We shared something there, something simple, something organic, one of life’s easiest and yet greatest joys ~ the love of a family. There ain’t no love greater in all the universe than that which is shared through experience, through family, through connection and collaboration.

This was merely the beginning of my journey in Ghana, but already I felt I had achieved so much.

The kids all waved me off as I left a couple weeks later. It was sad, but I knew I had more to do – more people to connect with. My journey had just begun…


Written in Cafe La Falda, Lavapies, Madrid. 19/02/2016.


  1. Really beautiful James. This is the first article I’m reading today and feel so much positive energy being transferred. Thank you! 🙂

  2. I am glad you had a nice time in Africa. Thank you for portraying our warmness, relationship and hospitality to the whole world. I am a Nigerian …Ghana is neighbouring country.

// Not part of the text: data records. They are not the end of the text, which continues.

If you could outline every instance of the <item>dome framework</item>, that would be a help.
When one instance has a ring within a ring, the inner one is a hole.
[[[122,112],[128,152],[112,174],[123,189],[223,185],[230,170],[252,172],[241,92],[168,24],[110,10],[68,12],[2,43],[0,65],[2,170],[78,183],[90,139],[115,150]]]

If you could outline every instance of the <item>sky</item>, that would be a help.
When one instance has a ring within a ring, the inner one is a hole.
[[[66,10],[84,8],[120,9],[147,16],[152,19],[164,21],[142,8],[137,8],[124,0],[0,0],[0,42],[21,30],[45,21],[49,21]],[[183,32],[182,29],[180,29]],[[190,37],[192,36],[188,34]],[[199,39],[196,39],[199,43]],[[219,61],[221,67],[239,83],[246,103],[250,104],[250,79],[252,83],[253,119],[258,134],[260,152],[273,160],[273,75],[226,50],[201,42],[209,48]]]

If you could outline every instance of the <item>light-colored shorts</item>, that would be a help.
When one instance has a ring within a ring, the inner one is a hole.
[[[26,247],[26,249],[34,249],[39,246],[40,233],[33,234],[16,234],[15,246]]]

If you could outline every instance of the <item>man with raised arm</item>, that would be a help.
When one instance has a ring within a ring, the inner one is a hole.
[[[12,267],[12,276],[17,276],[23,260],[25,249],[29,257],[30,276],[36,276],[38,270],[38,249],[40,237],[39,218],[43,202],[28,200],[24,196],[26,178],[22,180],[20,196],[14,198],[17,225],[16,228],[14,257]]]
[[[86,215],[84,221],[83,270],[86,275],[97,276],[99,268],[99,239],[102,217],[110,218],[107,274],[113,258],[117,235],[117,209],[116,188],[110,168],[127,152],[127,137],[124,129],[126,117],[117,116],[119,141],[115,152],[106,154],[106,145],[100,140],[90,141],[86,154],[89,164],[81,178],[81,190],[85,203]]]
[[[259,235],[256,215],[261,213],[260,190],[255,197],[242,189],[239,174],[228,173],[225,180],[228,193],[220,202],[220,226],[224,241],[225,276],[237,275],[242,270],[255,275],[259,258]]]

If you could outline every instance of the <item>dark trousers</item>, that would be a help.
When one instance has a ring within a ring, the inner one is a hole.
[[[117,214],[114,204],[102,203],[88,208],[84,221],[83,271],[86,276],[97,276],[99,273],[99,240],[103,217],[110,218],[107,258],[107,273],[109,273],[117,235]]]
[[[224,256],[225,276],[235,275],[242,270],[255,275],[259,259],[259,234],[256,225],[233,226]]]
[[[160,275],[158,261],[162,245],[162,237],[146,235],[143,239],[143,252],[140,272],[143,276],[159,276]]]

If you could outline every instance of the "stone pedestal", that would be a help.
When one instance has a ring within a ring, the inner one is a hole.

  3. Was quite surprised to find you followed my blog; I, a Christian writer; you, a mystery! (lol). I guess the connection then is Ghana and to my home in the Volta region. Thanks for all you do and plan to do for the kids as well. We are glad you enjoyed our hospitality.

    1. A mystery… yes that’s quite accurate. A mystery unto myself sometimes, but one I unwind each day with vigour and excitement. I will be back in Ghana in four weeks which is such a thrill to write. Cannot wait to enjoy that hospitality again. Thank you for your words. Jx

  4. This post is life-giving. Thank you so much for sharing your experience, photos and all. It reminded me that there are still places (and people) of warmth, depth, and beautiful simplicity. Looking forward to reading about more of your adventures. -D

    1. That is such a great thing for me to read. Thank you for sharing your response. There really is so much hope yet for humanity, far different from the cynical press-driven view of fear fear fear. I think I am lucky to meet the right kinds of people in the right kids of places, or perhaps my interpretation of events is sometimes brighter than that of others. But this is something I felt. And I’m so very glad to share my feelings. Jx

    1. There is an innocence we have lost in developed countries I feel, an innocence still seen in the eyes of the young… sometimes regained in old age. I’m trying to keep hold of mine.

  5. Beautiful words, beautiful photographs! Travel on and keep doing what you’re doing; you make a difference. Also thanks so much for dropping by my site, I so appreciate it.